選挙時のデマにはいくつか傾向があります。インターネットでは選挙前にニュースメディアを装ったウェブサイトが現れる場合があります。「問い合わせ窓口の記載がない」「連絡しても返信がない」など運営元が不明瞭なウェブサイトの情報は信頼性が低いかもしれません。 また政党や候補者の勢力が拮抗すると、意見の対立などが盛り上がり喜怒哀楽に直接訴える情報が増えがちです。感情的になりそうな情報ほどいったん落ち着くことが大切です。 前述のとおり、人は自分の見たい情報ばかり見る傾向があります。そして自分の考えと同じであれば、間違った情報も信じやすいため、他の情報もないか意識しましょう。

2018年沖縄県知事選

2018年の沖縄県知事選では、実態と異なる「A候補の政策の文字数は2.2万字、B候補は約800字」といった偽情報をはじめ、特定の候補者を批判するウェブサイトや攻撃する内容がSNSで拡散され、デマや不確かな情報が多く出現しました。新聞社などのメディアが、選挙期間中に初めて社会に広がった言説や情報の真偽を検証するファクトチェックを実施したことも話題になりました。

2020年大阪住民投票(大阪都構想)

政令都市の大阪市を廃止し、4つの特別区に再編する「大阪都構想」の賛否を問う住民投票が2020年に行われました。賛成派と反対派が拮抗するなかで、「特別区になると消防車の到着時間は早くなる(賛成派)」や「都構想のコストは総額1340億円(反対派)」といった誤情報や不正確な情報が発信されました。複数の新聞社が、社会に広がった言説や情報の真偽を検証するファクトチェックを行っています。

2022年参議院議員通常選挙

2022年7月10日に行われた第26回参議院議員通常選挙では、ファクトチェック記事をまとめた特設サイトがFIJ(ファクトチェック・イニシアティブ)により公開されました。嘘か本当かわからない情報の真偽を検証しています。

動画で解説 情報への心構え

選挙の“フェイク”に備えるために〜フィルターバブルと確証バイアス〜

2018年沖縄県知事選で起きた内容をもとに、「フィルターバブル」と「確証バイアス」について動画で解説します。(2022/06/20 視聴時間:約8分)
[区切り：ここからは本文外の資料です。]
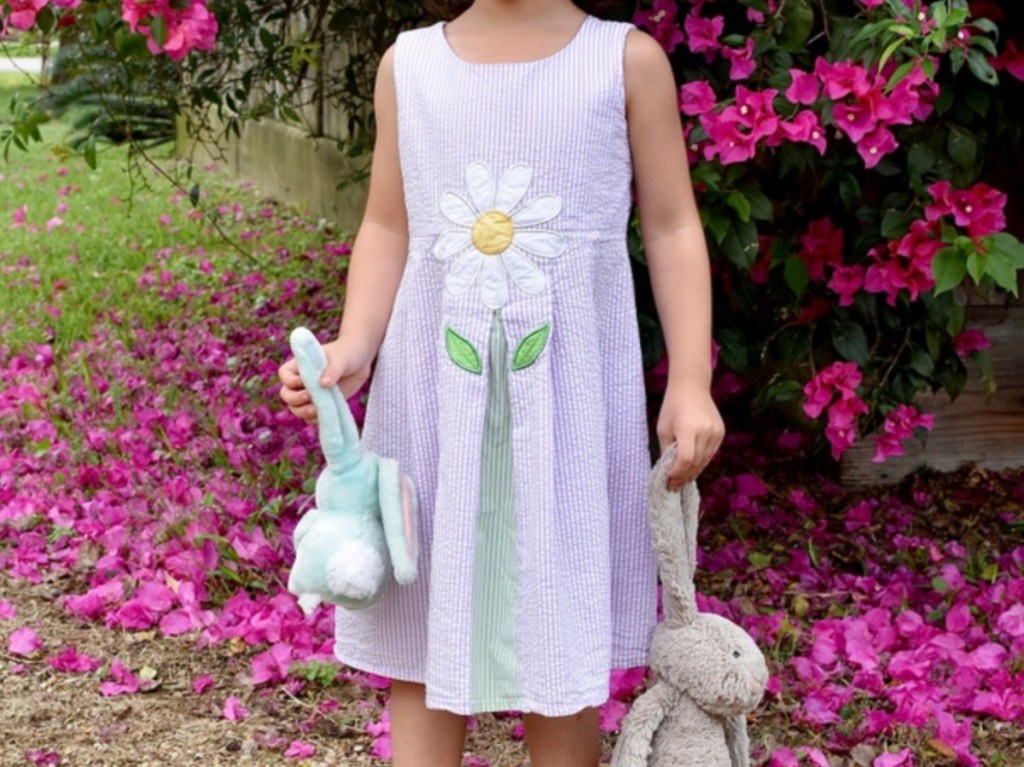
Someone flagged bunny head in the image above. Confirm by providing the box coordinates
[288,328,417,612]
[647,445,768,716]
[650,612,768,717]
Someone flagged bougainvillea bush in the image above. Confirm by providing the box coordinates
[6,0,1024,461]
[0,142,1024,767]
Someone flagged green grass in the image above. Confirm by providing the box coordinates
[0,40,57,58]
[0,76,344,351]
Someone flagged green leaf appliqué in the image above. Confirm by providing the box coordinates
[512,323,551,371]
[444,328,483,375]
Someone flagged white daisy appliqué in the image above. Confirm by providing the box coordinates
[433,163,565,309]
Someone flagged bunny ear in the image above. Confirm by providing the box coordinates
[377,458,419,585]
[647,444,699,625]
[291,328,359,466]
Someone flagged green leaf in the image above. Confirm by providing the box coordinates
[932,248,967,295]
[985,250,1017,298]
[991,231,1024,269]
[946,125,978,170]
[512,323,551,371]
[82,135,96,170]
[882,210,916,240]
[778,0,814,52]
[833,319,871,368]
[725,191,751,221]
[743,189,772,221]
[783,256,810,298]
[967,50,999,85]
[910,349,935,378]
[444,328,483,375]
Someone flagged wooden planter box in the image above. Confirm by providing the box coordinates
[840,302,1024,487]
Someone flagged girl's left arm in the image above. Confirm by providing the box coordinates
[625,31,725,488]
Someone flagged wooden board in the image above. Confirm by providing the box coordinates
[840,304,1024,487]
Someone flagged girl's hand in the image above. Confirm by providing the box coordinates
[657,383,725,491]
[278,338,373,423]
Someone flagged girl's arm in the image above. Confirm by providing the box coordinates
[329,47,409,364]
[625,31,725,488]
[278,48,409,422]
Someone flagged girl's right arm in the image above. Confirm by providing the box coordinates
[278,47,409,422]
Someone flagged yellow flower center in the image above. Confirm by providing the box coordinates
[472,210,515,256]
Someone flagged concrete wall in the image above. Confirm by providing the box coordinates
[177,112,367,232]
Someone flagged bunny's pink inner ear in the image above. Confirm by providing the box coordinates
[401,474,416,559]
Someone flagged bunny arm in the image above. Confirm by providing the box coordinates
[725,714,751,767]
[611,679,682,767]
[647,444,700,626]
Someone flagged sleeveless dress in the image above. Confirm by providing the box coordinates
[335,16,656,716]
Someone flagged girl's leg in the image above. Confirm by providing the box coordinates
[390,679,466,767]
[523,709,601,767]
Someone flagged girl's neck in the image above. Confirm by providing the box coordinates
[462,0,584,26]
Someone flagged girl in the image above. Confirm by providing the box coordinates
[280,0,724,767]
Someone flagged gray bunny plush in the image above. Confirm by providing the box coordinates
[611,445,768,767]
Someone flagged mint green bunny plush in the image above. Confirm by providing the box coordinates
[288,328,418,614]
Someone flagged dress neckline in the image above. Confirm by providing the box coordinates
[435,13,593,68]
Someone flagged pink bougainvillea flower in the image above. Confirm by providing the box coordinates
[598,698,629,732]
[699,85,779,165]
[220,695,249,722]
[633,0,683,53]
[953,328,992,357]
[864,220,943,306]
[193,674,216,695]
[995,603,1024,639]
[871,749,916,767]
[814,57,870,100]
[121,0,218,61]
[285,740,316,759]
[4,0,48,32]
[367,709,391,759]
[857,125,899,168]
[679,80,717,117]
[784,70,821,104]
[99,657,139,696]
[46,644,103,674]
[797,218,843,280]
[7,626,43,655]
[683,13,725,61]
[871,404,935,463]
[25,749,60,767]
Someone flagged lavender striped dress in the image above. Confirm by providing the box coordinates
[335,17,655,716]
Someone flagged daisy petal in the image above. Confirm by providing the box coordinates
[431,229,473,261]
[512,231,565,258]
[444,250,487,296]
[495,165,534,213]
[441,191,476,227]
[502,248,548,293]
[466,163,495,213]
[480,253,509,309]
[512,195,562,229]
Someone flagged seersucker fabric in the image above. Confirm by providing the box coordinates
[335,16,656,716]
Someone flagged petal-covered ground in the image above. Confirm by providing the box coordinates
[0,140,1024,767]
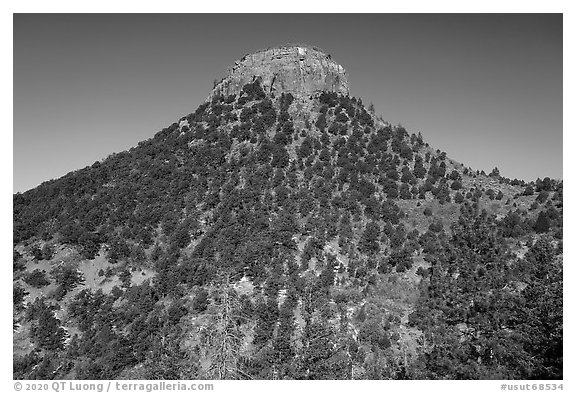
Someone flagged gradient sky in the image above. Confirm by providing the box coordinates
[13,14,563,192]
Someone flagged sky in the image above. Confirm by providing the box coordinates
[13,14,563,192]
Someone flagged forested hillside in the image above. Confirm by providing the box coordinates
[13,73,563,379]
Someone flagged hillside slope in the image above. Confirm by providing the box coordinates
[13,47,562,379]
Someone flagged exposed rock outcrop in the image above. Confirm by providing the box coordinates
[208,45,349,99]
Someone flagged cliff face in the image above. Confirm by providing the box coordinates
[209,45,349,99]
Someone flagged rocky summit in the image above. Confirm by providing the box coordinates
[12,45,563,380]
[209,45,349,100]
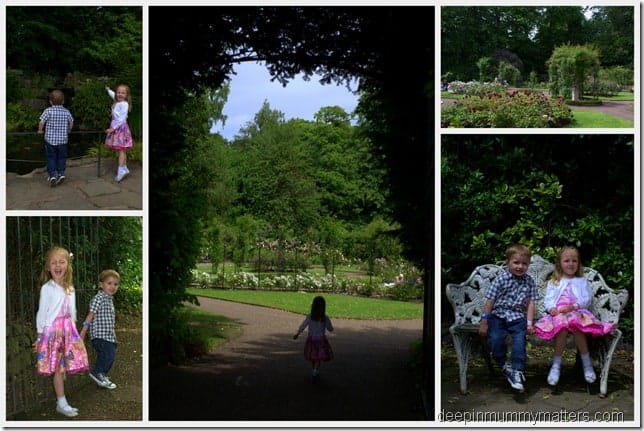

ファクトチェックと情報リテラシー ~事実を確かめるための基礎知識と心構え~

ジャーナリストの古田大輔さんが、ファクトチェックとは何か、そして私たちができるファクトチェックについて紹介。国際大学准教授の山口真一さんは、情報を見極める力、リテラシーを身につけることの重要性を解説します。(2022/09/06 視聴時間:約11分)

情報偏食と吟味思考 ~情報を読み解き、見極めるために~

東京大学教授の鳥海不二夫さんが情報空間の特性を解説。さらに、長年リテラシーの学びを実践してきた白鴎大学特任教授の下村健一さんが情報を見極める手法について紹介します。(2022/09/06 視聴時間:約10分)

うっかり法律違反をしないために

違反です! 選挙期間中にやってはいけないこと

公職選挙法は、じつは立候補者や政党関係者以外の有権者にとっても無関係ではありません。デマの発信に対する定めや、選挙運動について決まりがあり、違反すると1年以下の禁錮または30万円以下の罰金に処せられることもあります。「うっかり違反」にならないよう注意しましょう。 選挙運動とは…「特定の選挙について、特定の候補者の当選を目的として、投票を得または得させるために直接または間接に必要かつ有利な行為」とされています。

情報を拡散する前に

「デマ拡散」で法的責任を問われることも

デマを発信すると、場合によっては法律で罰せられることもあります。そのひとつが名誉毀損(きそん)罪です。公の場で具体的な事実をあげて他人の社会的評価をおとしめることを指し、あげられた事実の内容が虚偽である場合には罰せられることがあります。その場合、3年以下の懲役もしくは禁錮または50万円以下の罰金に処せられます。また選挙に当選させない目的で、候補者や候補者になろうとする者に関し虚偽の事実を公にしたり、事実をゆがめて公にした場合、4年以下の懲役もしくは禁錮または100万円以下の罰金が処せられることがあるほか、選挙権および被選挙権が停止されてしまいます(虚偽事項公表罪、公職選挙法)。 これらに加えて、名誉毀損による民事責任が問われることもあります。自らデマを発信するのではなく、SNSなどで拡散するだけでも責任が問われた事例もありますので注意が必要です。「罪になるとは知らなかった」「デマと見破れなかった」そんな事態を防ぐために、家族や友人・知人からの情報であっても、ネットに書き込んだり拡散したりする前に一度立ち止まって考えてみましょう。